Entidades da sociedade civil pedem mudanças na legislação de saneamento básico, focando em controle social, adaptação climática e universalização dos serviços.

O **Observatório Nacional dos Direitos à Água e ao Saneamento**, representando diversas entidades civis, protocolou na Câmara dos Deputados uma série de propostas para alterar as leis atuais sobre saneamento básico. As sugestões (SUG 3/26), com apoio da Frente Parlamentar em Defesa do Saneamento Público, visam transformá-las em um projeto de lei de iniciativa popular.

O objetivo principal é **frear a privatização dos serviços de água potável e esgotamento sanitário**, garantindo maior **controle social** e assegurando que o saneamento se adapte às **mudanças climáticas**. A iniciativa surge como um “grito de socorro” da sociedade civil organizada, conforme explicou Fá bio Giori, representante do Coletivo Nacional do Saneamento.

Durante um seminário na Câmara, os representantes criticaram o novo marco do saneamento (Lei 14.026/20), aprovado sem amplo debate público durante a pandemia. Houve protestos contra o que chamam de “privatização dos serviços” através de concessões, parcerias público-privadas e venda de estatais, com palavras de ordem expressas contra essas práticas.

As entidades argumentam que a atual legislação tem levado à **”oligopolização” do setor**. Edson Aparecido, do Observatório Nacional, alertou que apenas cinco empresas privadas controlam 95% do saneamento privado no Brasil. Ele também apontou a **queda na qualidade dos serviços e o aumento brutal das tarifas** como consequências diretas desse processo.

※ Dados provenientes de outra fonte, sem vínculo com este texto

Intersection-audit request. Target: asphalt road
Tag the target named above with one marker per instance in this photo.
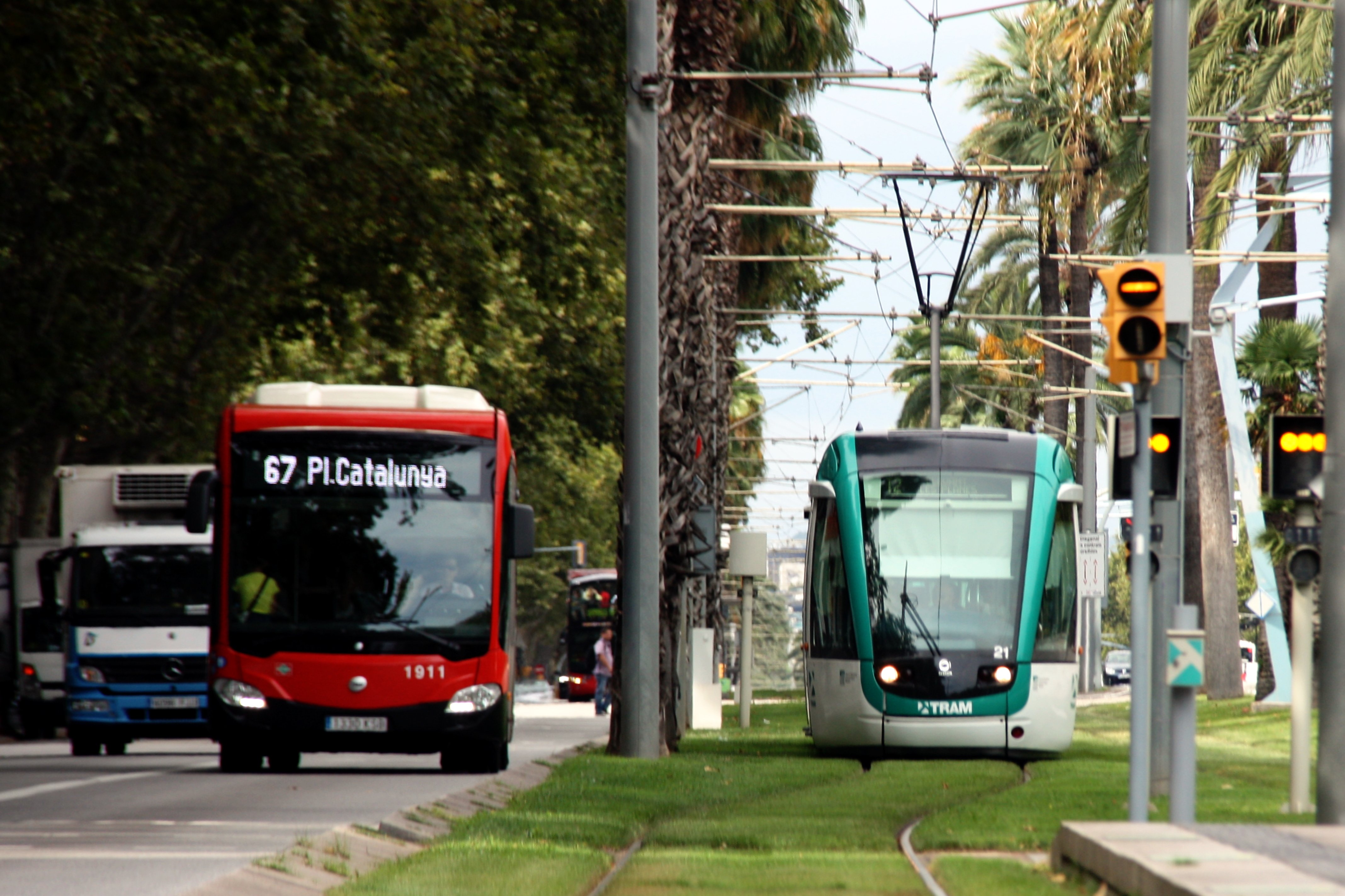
(162, 820)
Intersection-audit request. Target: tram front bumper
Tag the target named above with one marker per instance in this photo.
(422, 728)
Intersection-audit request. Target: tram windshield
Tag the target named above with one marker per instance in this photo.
(945, 559)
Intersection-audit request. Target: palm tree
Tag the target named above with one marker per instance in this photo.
(1051, 100)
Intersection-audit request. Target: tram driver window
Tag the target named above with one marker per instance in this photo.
(832, 625)
(1056, 625)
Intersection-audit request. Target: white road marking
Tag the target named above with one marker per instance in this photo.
(37, 790)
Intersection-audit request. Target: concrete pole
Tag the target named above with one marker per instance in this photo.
(1168, 229)
(1181, 806)
(935, 369)
(641, 587)
(1331, 734)
(1141, 672)
(746, 654)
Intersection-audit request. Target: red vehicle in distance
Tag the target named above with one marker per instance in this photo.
(364, 593)
(591, 609)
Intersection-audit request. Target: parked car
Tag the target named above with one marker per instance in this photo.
(1251, 669)
(1115, 668)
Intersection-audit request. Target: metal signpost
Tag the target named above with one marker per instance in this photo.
(639, 699)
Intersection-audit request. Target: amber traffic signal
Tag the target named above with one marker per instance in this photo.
(1136, 318)
(1297, 448)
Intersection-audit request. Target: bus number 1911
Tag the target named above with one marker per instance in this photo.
(424, 672)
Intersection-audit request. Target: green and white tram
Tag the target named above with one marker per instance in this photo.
(941, 595)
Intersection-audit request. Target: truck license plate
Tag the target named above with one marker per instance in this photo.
(357, 723)
(174, 703)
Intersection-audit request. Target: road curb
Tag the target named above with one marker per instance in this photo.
(317, 864)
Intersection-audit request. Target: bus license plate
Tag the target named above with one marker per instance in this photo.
(357, 723)
(174, 703)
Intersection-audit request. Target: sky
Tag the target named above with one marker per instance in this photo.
(864, 124)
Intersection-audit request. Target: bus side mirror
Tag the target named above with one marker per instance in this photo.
(48, 568)
(200, 494)
(520, 532)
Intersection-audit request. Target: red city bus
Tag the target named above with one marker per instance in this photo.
(365, 541)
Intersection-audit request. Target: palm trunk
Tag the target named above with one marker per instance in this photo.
(1048, 278)
(1208, 517)
(1277, 278)
(696, 354)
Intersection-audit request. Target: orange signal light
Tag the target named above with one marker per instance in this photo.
(1292, 442)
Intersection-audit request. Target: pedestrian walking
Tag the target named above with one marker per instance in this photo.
(603, 669)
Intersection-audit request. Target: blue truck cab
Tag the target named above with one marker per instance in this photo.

Saneamento como reflexo da desigualdade social

O deputado Joseildo Ramos (PT-BA), coordenador da frente parlamentar, destacou que o saneamento básico é um dos serviços que mais expõem a **desigualdade social no Brasil**. Ele ressaltou que a falta de saneamento é mais acentuada nas periferias das cidades, onde a pobreza é mais concentrada.

“Se você vai para as periferias das nossas cidades, o lugar onde não tem saneamento básico é exatamente onde está a pobreza”, afirmou o deputado. Ele também ressaltou a urgência em repensar as estruturas de saneamento diante dos rigores climáticos. “Em épocas de rigores climáticos, ou a gente faz alguma coisa ou então não sobra para ninguém. As estruturas de saneamento têm que ser repensadas”, enfatizou.

Críticas ao financiamento e modelo de gestão

Os participantes do seminário também direcionaram críticas ao BNDES. A preocupação é com os financiamentos liberados para empresas que atuam no setor, especialmente aquelas que recebem aporte de fundos de investimento e de grandes grupos privados. Essa prática, segundo as entidades, pode reforçar o modelo de “oligopolização” e afastar o objetivo da universalização.

Propostas para um saneamento mais justo e resiliente

As sugestões protocoladas buscam criar um **fundo de universalização do setor** e garantir **investimento nas áreas de periferia**. A ideia é que o projeto de lei popular fortaleça os mecanismos de controle social sobre os serviços de água e esgoto, assegurando que as necessidades da população sejam atendidas de forma equitativa.

A adaptação do saneamento às mudanças climáticas é outro ponto crucial. A proposta visa incluir diretrizes para que as infraestruturas sejam mais resilientes a eventos climáticos extremos, como secas e inundações, protegendo a saúde pública e o meio ambiente. O debate sobre o futuro do saneamento básico no Brasil segue em pauta.